Department of Surgery, Cancer Institute/Hospital, Chinese Academy of Medical Sciences, Beijing, China.
PLoS One. 2012;7(12):e50035. doi: 10.1371/journal.pone.0050035. Epub 2012 Dec 5.
Primary hepatocellular carcinoma (HCC) is usually presented in inflamed fibrotic/cirrhotic liver with extensive lymphocyte infiltration. We examined the associations between the HCC early recurrence and alterations in serum levels of inflammatory cytokines.
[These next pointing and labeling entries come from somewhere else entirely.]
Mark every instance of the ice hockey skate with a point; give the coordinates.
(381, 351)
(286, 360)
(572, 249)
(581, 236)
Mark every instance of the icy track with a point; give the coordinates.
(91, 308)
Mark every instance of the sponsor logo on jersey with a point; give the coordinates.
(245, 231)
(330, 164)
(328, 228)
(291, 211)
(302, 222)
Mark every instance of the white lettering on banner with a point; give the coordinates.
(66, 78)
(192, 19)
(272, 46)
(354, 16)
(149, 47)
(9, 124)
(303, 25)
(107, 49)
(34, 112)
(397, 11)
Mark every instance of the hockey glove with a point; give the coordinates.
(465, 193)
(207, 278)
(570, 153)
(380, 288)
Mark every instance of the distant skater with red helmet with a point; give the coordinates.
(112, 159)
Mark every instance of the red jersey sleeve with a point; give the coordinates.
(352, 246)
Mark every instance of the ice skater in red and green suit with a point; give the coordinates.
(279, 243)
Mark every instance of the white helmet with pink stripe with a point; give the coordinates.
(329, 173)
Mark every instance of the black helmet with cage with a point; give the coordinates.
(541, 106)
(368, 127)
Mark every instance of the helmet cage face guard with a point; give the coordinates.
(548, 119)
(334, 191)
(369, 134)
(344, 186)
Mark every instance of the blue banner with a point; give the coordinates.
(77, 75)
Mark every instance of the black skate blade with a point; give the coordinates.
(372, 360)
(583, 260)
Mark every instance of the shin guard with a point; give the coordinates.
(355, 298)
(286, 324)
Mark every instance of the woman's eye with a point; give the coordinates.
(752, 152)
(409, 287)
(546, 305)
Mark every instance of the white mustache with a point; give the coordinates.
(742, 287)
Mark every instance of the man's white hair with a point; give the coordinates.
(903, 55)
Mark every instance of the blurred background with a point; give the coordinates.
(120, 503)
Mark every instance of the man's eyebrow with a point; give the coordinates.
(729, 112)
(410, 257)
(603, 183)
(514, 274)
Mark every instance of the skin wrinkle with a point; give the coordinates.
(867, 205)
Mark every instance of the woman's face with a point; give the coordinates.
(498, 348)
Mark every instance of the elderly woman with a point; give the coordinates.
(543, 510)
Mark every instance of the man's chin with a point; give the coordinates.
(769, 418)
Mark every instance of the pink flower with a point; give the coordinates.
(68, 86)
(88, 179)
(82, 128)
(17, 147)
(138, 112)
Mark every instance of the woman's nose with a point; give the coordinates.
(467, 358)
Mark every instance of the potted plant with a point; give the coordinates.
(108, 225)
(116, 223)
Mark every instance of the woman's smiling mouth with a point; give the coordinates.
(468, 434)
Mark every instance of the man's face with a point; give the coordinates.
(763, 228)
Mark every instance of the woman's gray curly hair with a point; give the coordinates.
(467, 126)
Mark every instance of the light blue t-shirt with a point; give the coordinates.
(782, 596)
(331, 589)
A cohort of 105 HCC patients with chronic hepatitis B virus infection were included. Pre-therapy, we quantified their serum concentrations of Th1-, Th2-, Th17-, Treg-related, and other cytokines that have been reported to be associated with poor prognosis in human cancers. IL17-producing T-cells were generated in vitro from HCC patients and co-cultured with HCC cell lines separated by a 0.4 µM transwell.
All the 105 cases of HCC patients had liver cirrhosis. The patients who suffered from HCC early recurrence had higher pre-therapy serum levels of IL17 and lower levels of IL10 than those who did not suffer from recurrence after curative hepatectomy. After adjustment for general tumor clinicopathological factors, elevated serum levels of IL17 (≥ 0.9 pg/ml) was found to be an independent risk factor for HCC early recurrence with a hazard ratio of 2.46 (95%CI 1.34-4.51). Patients with bigger tumors (>5 cm in diameter) and elevated serum levels of IL17 had the highest risk of early recurrence as compared to those with only one of these factors (P = 0.009) or without any (P<0.001). These factors showed similar effects on the HCC patient overall survival. Intrahepatic infiltrated T-cells in HCC patients were identified as the major IL17-producing cells. Proliferation of HCC cells, QGY-7703, was augmented QGY-7703, was augmented in the presence of IL17-producing T-cells. This effect diminished after neutralizing antibody against human IL17A or TNFα was included.
Both tumors and IL17 from liver infiltrated T-cells contributed to HCC early recurrence and progression after curative resection. Pre-therapy serum IL17 levels may serve as an additional indicator for predicting high-risk patients.
原发性肝细胞癌(HCC)通常发生在炎症性纤维化/肝硬化肝脏中,伴有广泛的淋巴细胞浸润。我们研究了 HCC 早期复发与炎症细胞因子血清水平变化之间的关系。
纳入了 105 例慢性乙型肝炎病毒感染的 HCC 患者。在治疗前,我们定量检测了他们的 Th1、Th2、Th17、Treg 相关及其他细胞因子的血清浓度,这些细胞因子已被报道与人类癌症的不良预后相关。从 HCC 患者中体外生成产生 IL17 的 T 细胞,并将其与 HCC 细胞系通过 0.4µM 转染器共培养。
所有 105 例 HCC 患者均患有肝硬化。与根治性肝切除术后未复发的患者相比,发生 HCC 早期复发的患者治疗前血清 IL17 水平较高,而 IL10 水平较低。在调整一般肿瘤临床病理因素后,发现血清 IL17 水平升高(≥0.9pg/ml)是 HCC 早期复发的独立危险因素,风险比为 2.46(95%CI 1.34-4.51)。与仅具有这些因素之一的患者(P=0.009)或没有任何因素的患者(P<0.001)相比,肿瘤较大(直径>5cm)和血清 IL17 水平升高的患者发生早期复发的风险最高。这些因素对 HCC 患者的总生存也有类似的影响。在 HCC 患者中,肝内浸润的 T 细胞被鉴定为主要的 IL17 产生细胞。在存在产生 IL17 的 T 细胞的情况下,HCC 细胞系 QGY-7703 的增殖被增强,当加入抗人 IL17A 或 TNFα 的中和抗体后,这种作用减弱。
肿瘤和来自肝浸润 T 细胞的 IL17 均有助于根治性切除术后 HCC 的早期复发和进展。治疗前的血清 IL17 水平可能作为预测高危患者的附加指标。